Краем глаза Анника уловила дрожащую тень. Лотэр, еще один их заклятый враг, возник в затемненной части комнаты, прямо позади дивана, на котором сидел Иво. В Лотэре всё вызывало леденящий трепет — начиная от его белых волос и заканчивая глазами — которые были скорее розовыми, чем красными — в сочетании с бесстрастным выражением лица.
Напряжение охватило валькирию. Теперь враги имели еще большее численное преимущество. Однако Лотэр прижал палец к губам. Он не хотел, чтобы Иво знал о его присутствии?
Иво резко обернулся, чтобы посмотреть, что заинтересовало Аннику, но Лотэр уже телепортировался. Вампир, казалось, встряхнулся, а затем скомандовал демону: — Убей этих троих.
Услышав его команду, два других вампира кинулись к Люсии и Регине, а демон-вампир успел переместиться Аннике за спину еще до того, как его образ растаял. Повернувшись, прежде чем он выбросил руку, чтобы схватить ее за шею, она отклонилась и, метнувшись вперед, быстрая как молния, сломала ему руку. Следующий удар раздробил ему скулу и нос. И пока демон ревел, истекая кровью, Анника так двинула ему между ног, что должна была бы сломать копчик и заставить отлететь к потолку.

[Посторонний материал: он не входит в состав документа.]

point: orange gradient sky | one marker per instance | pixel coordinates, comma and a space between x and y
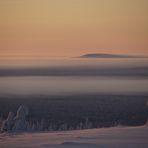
73, 27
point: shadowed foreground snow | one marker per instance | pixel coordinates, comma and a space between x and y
117, 137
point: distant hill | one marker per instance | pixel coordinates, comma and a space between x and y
104, 55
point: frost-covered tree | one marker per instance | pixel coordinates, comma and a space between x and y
7, 124
20, 123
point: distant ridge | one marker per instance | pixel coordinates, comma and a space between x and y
105, 55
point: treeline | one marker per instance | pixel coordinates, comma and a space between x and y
77, 112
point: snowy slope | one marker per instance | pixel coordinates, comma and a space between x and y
117, 137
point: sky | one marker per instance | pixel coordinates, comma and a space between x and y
33, 28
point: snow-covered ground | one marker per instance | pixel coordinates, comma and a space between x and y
117, 137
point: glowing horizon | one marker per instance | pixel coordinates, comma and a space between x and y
73, 27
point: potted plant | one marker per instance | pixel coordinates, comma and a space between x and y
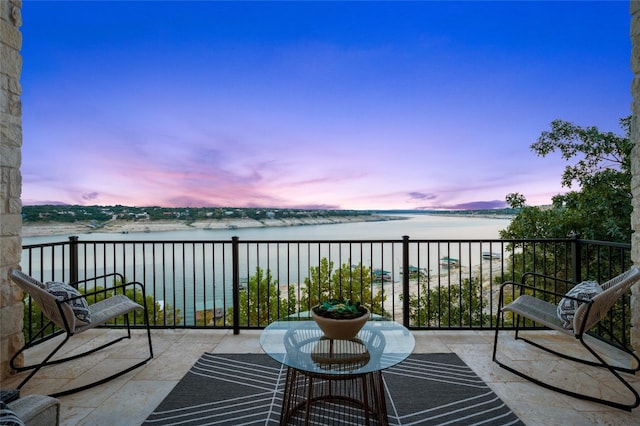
340, 318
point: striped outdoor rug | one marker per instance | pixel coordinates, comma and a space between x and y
246, 389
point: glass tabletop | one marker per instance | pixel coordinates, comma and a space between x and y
297, 342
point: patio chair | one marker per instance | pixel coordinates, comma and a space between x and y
64, 306
589, 312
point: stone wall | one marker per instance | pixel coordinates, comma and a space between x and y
634, 9
11, 308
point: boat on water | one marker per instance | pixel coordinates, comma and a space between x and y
449, 262
380, 275
415, 272
491, 255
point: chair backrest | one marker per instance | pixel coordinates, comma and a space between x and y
613, 290
45, 300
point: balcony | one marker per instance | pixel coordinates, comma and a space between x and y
187, 279
134, 396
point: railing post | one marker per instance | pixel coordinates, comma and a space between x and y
576, 258
235, 258
405, 281
73, 259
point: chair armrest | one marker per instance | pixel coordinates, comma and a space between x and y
99, 277
534, 290
544, 276
106, 289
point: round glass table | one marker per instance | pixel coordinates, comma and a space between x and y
331, 381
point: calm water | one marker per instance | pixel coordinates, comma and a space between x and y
414, 226
212, 289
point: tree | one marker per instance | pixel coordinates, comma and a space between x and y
448, 306
262, 302
600, 209
348, 282
597, 207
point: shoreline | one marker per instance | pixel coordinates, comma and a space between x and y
127, 226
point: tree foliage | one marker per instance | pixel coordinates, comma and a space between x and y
350, 282
598, 205
453, 305
262, 301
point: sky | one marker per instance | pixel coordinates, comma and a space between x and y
328, 105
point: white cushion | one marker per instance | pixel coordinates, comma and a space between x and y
8, 417
63, 291
567, 307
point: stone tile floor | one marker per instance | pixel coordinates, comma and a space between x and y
128, 400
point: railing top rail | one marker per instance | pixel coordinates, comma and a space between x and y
335, 241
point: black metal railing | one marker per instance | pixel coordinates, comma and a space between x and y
244, 284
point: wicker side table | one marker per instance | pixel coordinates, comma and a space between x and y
335, 381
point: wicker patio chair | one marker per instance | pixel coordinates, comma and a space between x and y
588, 314
72, 314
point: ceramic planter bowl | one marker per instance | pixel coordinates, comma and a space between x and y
340, 328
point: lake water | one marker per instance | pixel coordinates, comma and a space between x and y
212, 288
418, 226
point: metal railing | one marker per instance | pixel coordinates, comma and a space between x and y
244, 284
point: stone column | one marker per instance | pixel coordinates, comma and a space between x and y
635, 166
11, 307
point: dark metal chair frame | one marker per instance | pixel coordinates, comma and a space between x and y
588, 315
59, 312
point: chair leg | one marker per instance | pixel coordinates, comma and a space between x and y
603, 363
47, 361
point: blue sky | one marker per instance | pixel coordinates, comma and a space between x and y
345, 105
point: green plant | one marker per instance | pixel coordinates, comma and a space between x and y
340, 309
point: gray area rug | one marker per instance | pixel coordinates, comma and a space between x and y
246, 389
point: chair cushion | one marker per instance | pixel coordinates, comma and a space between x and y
8, 417
64, 291
568, 307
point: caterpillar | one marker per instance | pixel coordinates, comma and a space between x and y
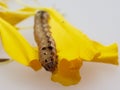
45, 42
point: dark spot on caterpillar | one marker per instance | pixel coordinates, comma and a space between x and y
46, 60
44, 48
50, 47
45, 53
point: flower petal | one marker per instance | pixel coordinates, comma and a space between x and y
16, 46
14, 17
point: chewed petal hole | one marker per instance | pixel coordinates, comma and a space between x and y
35, 64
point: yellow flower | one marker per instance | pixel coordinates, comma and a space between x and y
72, 45
17, 47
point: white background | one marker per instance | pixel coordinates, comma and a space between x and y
99, 19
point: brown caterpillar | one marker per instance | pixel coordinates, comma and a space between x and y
45, 42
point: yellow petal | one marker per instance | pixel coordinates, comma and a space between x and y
70, 41
2, 4
14, 17
16, 46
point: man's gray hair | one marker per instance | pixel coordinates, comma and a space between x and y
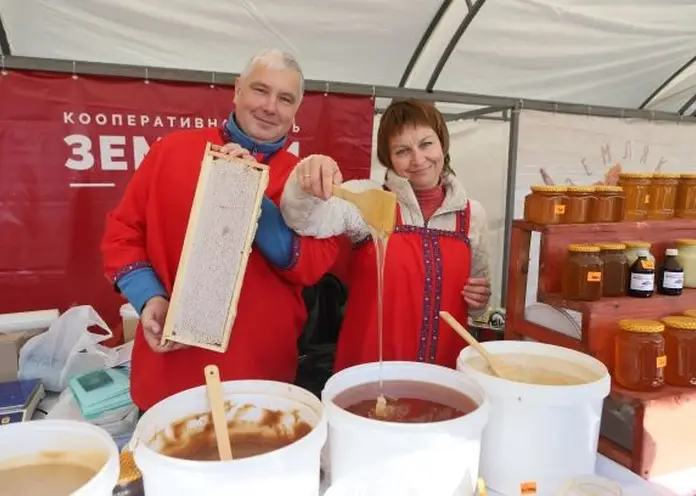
276, 59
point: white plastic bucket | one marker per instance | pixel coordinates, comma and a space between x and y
90, 446
539, 436
293, 470
429, 459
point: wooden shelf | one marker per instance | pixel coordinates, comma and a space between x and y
659, 432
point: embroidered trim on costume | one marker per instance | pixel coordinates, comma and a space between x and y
127, 269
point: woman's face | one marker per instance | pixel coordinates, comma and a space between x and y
417, 155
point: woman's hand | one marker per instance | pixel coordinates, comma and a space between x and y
317, 175
477, 292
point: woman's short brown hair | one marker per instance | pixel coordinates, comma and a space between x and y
402, 113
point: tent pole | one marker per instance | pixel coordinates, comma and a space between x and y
206, 77
510, 197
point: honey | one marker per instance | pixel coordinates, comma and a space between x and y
545, 204
578, 204
662, 196
582, 273
680, 348
687, 259
607, 204
639, 355
636, 188
615, 269
632, 249
685, 207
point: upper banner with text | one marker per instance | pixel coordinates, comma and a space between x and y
68, 146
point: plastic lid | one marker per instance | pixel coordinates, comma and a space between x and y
611, 246
636, 175
583, 248
681, 322
548, 188
640, 325
636, 244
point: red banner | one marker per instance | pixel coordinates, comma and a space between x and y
68, 146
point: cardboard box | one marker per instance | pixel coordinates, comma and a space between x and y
10, 344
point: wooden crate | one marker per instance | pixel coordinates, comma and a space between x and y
659, 438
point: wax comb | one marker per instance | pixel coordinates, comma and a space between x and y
219, 236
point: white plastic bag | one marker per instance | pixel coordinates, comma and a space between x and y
67, 348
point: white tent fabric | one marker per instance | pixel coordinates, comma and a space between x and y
591, 52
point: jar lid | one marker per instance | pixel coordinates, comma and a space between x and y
605, 188
581, 189
641, 325
635, 175
583, 248
548, 188
637, 244
682, 322
611, 246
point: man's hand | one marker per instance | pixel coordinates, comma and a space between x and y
477, 293
233, 150
317, 175
152, 317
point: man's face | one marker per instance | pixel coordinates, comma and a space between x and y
266, 101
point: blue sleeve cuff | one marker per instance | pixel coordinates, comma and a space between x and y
139, 286
273, 237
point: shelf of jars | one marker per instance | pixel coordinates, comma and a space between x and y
609, 253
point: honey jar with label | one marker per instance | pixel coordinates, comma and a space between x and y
636, 188
680, 349
607, 204
578, 204
545, 204
615, 269
685, 207
640, 355
662, 196
582, 273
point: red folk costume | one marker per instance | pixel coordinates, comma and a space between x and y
148, 227
428, 262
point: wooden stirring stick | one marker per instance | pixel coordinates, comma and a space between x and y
377, 207
217, 408
490, 359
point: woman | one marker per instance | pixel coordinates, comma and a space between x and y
437, 257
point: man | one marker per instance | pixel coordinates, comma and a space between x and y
145, 234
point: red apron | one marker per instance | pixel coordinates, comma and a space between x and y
425, 272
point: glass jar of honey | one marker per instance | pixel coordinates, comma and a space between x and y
680, 349
662, 195
687, 259
578, 204
545, 204
632, 249
636, 188
582, 273
607, 204
685, 207
639, 355
614, 270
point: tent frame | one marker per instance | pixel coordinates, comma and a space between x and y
491, 104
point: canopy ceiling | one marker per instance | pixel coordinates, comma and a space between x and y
593, 52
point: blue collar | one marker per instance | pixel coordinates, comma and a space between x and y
232, 132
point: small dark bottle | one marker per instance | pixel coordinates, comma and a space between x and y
641, 282
670, 276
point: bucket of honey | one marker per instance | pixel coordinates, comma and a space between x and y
276, 430
432, 421
57, 457
545, 415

И все же быстрый и сильный, словно драка только началась, и он все еще был полон энергии, демон прыгнул вперед и схватил ее за шею. Анника стала вырываться, пытаясь освободиться, но он швырнул ее в камин головой вперед с такой силой, что первый ряд кирпичей превратился в пыль от удара. Ее голова отскочила, и Анника упала. Валькирия не могла двигаться, потому что второй ряд кирпичей посыпался ей на спину. Неподвижная, но все еще способная видеть сквозь пыль… Молнии. Красивые молнии. Она не могла думать.
Регина метнулась от вампира, с которым сражалась, к Аннике и встала рядом, защищая ее. К ней присоединилась Люсия, которой, наконец, хватало места для выстрела.
— Люсия, давай того здорового. Стреляй столько, сколько сможешь. А я снесу ему голову, — тяжело дыша, скомандовала Регина.
Быстро кивнув, Люсия со сверхъестественной скоростью натянула тетиву с четырьмя стрелами. Легендарная лучница, непобедимая валькирия — дайте ей только пространство для выстрела… выпустила стрелы. Пробив сначала плоть и кости, они пройдут затем сквозь кирпичные стены.
Звук дрожащей тетивы был также прекрасен, как и молнии…
С того места, где сидел Иво, раздался смех. Напрягшись, демон взмахом руки отшвырнул в сторону три стрелы, а четвертую поймал.
И Анника поняла, что все они сейчас умрут.